Wraggs had similarities to IPC's 'Bumpkin Billionaires Comic Strip' and was drawn by the same artist, Mike Lacey.[2] Starting from Jackpot Comics' first issue, dated 5 May 1979,[3] he appeared weekly for almost three years until issue #140 was released on 30 January 1982. He was featured on the cover of many early issues. His character remained in the comic strip until the penultimate issue. Richie Wraggs and Lucky's last full cover appearance was on issue 67.[4] They also appeared as a small image on the left-hand side of the 1982 Summer Special, including all of the Jackpot's stars.

In the first issue, Richie was kicked out of the village school in "Little Drudgebury" by the teacher after bringing a smelly cheese into class. He left with the words, "C'mon Lucky - we'll seek our fortune in the big wide world." Often, he would be rewarded in each issue with a £5 note or a large meal. In issue 137 [5], Richie was rewarded with a £10 note for lending his candle to a man whose lock had frozen on a freezing day. The two friends spent the night in a posh hotel watching TV and keeping warm in bed under an electric blanket with hot drinks and central heating. Sometimes Richie or Lucky did find jobs. In issue 138,[6] he applied for a job as an odd-job at a theatre; however, he walked onto the stage during a pantomime performance and did not get the job. They did reward him for getting the biggest laugh of the season and a cheer from the audience. He had enough for a meal and fish for Lucky at Restaurant de Posh. In issue 140, Richie and Lucky hid in an old barn with some cows to shelter from the rain.

The success of Richie's longevity was the readers' votes for 'Top Ten comic strips,' where his character was voted 4th top strip by the readers in issue 11 [7] and 9th most popular strip by the readers in issue 19.[8] Richie continued to be consistently voted as a top comic strip. He was voted 9th most popular strip by the readers in issue 96,[9] 10th most popular strip by the readers in issue 116,[10] and 5th most popular strip by the readers in issue 124.[11] Finally, in the last printed Jackpot readers' top ten, he was voted 8th most popular in issue 134.[12] Richie's character even made it to the merged issue with Buster, which was unusual for a popular comic strip character. At this time, artists Mike Lacey was already drawing the even more famous 'X-Ray Specs' (always in the top three strips as voted by readers).[13] The other nine characters voted in issue 134, also all went on to the merged issue. Other top characters from Jackpot Comic were Milly O' Naire, Penny Less, and Jack Pott.[14]

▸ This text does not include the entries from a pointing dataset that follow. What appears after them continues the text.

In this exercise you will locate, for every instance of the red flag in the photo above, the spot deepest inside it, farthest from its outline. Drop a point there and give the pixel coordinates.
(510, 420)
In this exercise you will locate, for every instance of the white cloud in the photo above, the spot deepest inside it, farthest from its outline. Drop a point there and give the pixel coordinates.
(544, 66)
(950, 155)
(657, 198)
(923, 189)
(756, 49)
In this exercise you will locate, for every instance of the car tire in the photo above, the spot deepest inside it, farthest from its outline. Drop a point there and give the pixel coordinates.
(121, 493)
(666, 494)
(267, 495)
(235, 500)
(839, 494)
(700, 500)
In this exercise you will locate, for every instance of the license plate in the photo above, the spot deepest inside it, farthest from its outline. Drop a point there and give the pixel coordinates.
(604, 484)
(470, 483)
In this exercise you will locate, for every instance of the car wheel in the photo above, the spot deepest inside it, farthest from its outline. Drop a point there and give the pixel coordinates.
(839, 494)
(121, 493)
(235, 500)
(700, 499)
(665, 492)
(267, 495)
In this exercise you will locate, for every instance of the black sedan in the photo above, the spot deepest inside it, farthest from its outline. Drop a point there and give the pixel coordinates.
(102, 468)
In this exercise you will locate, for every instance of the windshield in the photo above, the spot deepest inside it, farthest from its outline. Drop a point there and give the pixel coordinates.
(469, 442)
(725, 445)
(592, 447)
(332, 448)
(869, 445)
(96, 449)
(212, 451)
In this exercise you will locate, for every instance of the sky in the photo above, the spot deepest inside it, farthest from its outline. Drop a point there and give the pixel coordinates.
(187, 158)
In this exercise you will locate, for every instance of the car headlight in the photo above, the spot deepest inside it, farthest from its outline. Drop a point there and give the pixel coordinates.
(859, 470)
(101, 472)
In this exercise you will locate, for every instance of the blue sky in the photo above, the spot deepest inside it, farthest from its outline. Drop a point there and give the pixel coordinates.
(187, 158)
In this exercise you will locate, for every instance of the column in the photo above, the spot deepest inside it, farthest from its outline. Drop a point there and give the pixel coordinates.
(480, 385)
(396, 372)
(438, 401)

Richie was featured in some Jackpot Annuals and the 1981 and 1982 "Jackpot Summer Specials." Mike Lacey[15] drew two brand-new comic strips in the 1982 Jackpot Special.[16] These were printed after the merger with Buster comic. In the first story, Lucky hurts his paw on a diamond ring, and upon its return, the happy owner gives Richie a £20 note. The second and last new story showed Richie and Lucky sheltering under a Café umbrella and receiving an uneaten meal left behind by an extensive coach tour that had to leave quickly. Richie's last words were, "Well, Lucky, are you going to apologize?" Lucky replied, "Mumble... chew... certainly... when my mouth's empty!"